Ey-up, Grigsoners! I’ve not posted for a while on the blog because I have simply run out of money this month. The move up has been pretty expensive and I only had two week’s pay to last me the whole month. Most of this has gone on petrol and boring moving things. However, I have been getting to explore the city and I’ve managed to find an excellent little farmers’ market very close to me. Tower Grove Farmers’ Market is small yet perfectly formed and has plenty of stalls to keep me busy.

I have found suppliers for Guinea fowl, wild rabbit, marrow bones and all-sorts of tricky to find poultry and meat-cuts.

There’s also a lovely English lady called Jane who has an English bakery stall, plus a great tea stall too. I am looking forward to getting to know these people. I also went to St Louis’s most popular farmers’ market at Soulard last week. This one was rather disappointing as it wasn’t really a farmers’ market, just a huge normal food market really. Not that there’s anything wrong with that; I’m sure I’ll frequent it for fruit and vegetables, and there was a few good proper farmer-run stalls there, but no meat or fish really.

Talking of fish there are two great places for that kind of thing here – Bob’s Seafood sells a good range of sea fish and will order fish in for you too, plus they’ll portion the stuff as you request. Should be good to get the usually tricky-to-find mackerel and herring. There is also a huge Asian supermarket called Seafood City which is quite an experience; there’s a host of live fresh and seawater fish and crustaceans including eel. There’s also live turtle, which I actually found a little disturbing. Many of the species are killed in-store which is a bit gruesome. The killings only seem to occur once a week. Go on a Saturday and there fresh fish a-plenty. Go on a Thursday and it is a sorry site

One of my best friends of the blog is, of course, the internet and have found that of all places has an excellent grocery department. I have managed to get preserved ginger – a favourite ingredient of mine and never seen by me anywhere in a grocery store in the USA thus far. I’ve also managed to get some seaweed, not a thing really associated with English food anymore, though still popular in Wales and Ireland.

Lastly, I have also been attemping to flex my green fingers.
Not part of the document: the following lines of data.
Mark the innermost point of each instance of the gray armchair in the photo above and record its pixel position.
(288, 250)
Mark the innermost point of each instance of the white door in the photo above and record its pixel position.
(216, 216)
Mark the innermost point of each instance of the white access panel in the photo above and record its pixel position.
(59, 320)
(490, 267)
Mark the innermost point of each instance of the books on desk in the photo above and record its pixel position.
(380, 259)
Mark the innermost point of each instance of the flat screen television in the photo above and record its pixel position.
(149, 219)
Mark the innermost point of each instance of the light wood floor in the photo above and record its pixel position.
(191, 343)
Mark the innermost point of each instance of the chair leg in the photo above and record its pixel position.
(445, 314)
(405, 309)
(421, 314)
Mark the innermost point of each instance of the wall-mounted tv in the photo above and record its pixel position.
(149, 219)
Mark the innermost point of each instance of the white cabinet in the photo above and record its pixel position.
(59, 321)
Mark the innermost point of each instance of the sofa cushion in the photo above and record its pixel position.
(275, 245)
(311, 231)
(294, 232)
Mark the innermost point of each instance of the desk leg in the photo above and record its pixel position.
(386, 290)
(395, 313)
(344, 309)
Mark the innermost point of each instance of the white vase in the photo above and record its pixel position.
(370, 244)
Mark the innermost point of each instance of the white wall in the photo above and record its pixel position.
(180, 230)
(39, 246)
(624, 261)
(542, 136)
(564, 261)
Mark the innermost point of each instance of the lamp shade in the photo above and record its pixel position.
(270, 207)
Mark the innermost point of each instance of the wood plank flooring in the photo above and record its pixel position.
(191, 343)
Some herbs and vegetables are simply unavailable – both sides of the pond. I have therefore got hold of some heirloom seeds and have planted some winter savory (required for the lamb’s head in brain sauce recipe!) and chervil.

I’ve also bought a mint and a marjoram plant. I don’t want to get too cocky, so I am sticking with these four for now and I shall see how I get on. I am a terrible gardener so I won’t get too excited about it yet; my mint plant is already riddled with some kind of powdery mildew, though some chervil seeds have germinated, so you take the rough with the smooth. The aim is to get a full herb garden growing. We shall about that one…

5 thoughts on “The blog might have been quiet, but I have not…

  1. We were behind you in line Saturday at Jeremy's (MO Grassfed beef). Be sure to check out the Farmer's Market Wednesdays at Schlafly Bottleworks. There will be some overlap with Tower Grove vendors, but also some differences. Also check out Global Foods Market in Kirkwood ( and Jay International on South Grand. Welcome to STL!


  2. Didn't mean to be an eavesdropper but I heard \”Neil\” and Jeremy said you had an English food blog. You're the second Google result for \”neil english food st louis\”. So welcome and enjoy!


  3. Ah, well that makes sense then! Thanks again for checking out the blog. If you have any more suggestions for finding foods let me know! In fact I am going to put a list of the tricky to find foods very soon (probably this week, actually), so if you have any ideas there I'll be most grateful…


  4. I'm actually of the opinion that as America's obsession with food grows – as evidenced by the popularity of all the cook off reality shows – we'll see smaller, local restaurants give the chains a run for the money. Small chef-owned restaurants with smaller, focused menus are serving up great casual food using locally sourced ingredients.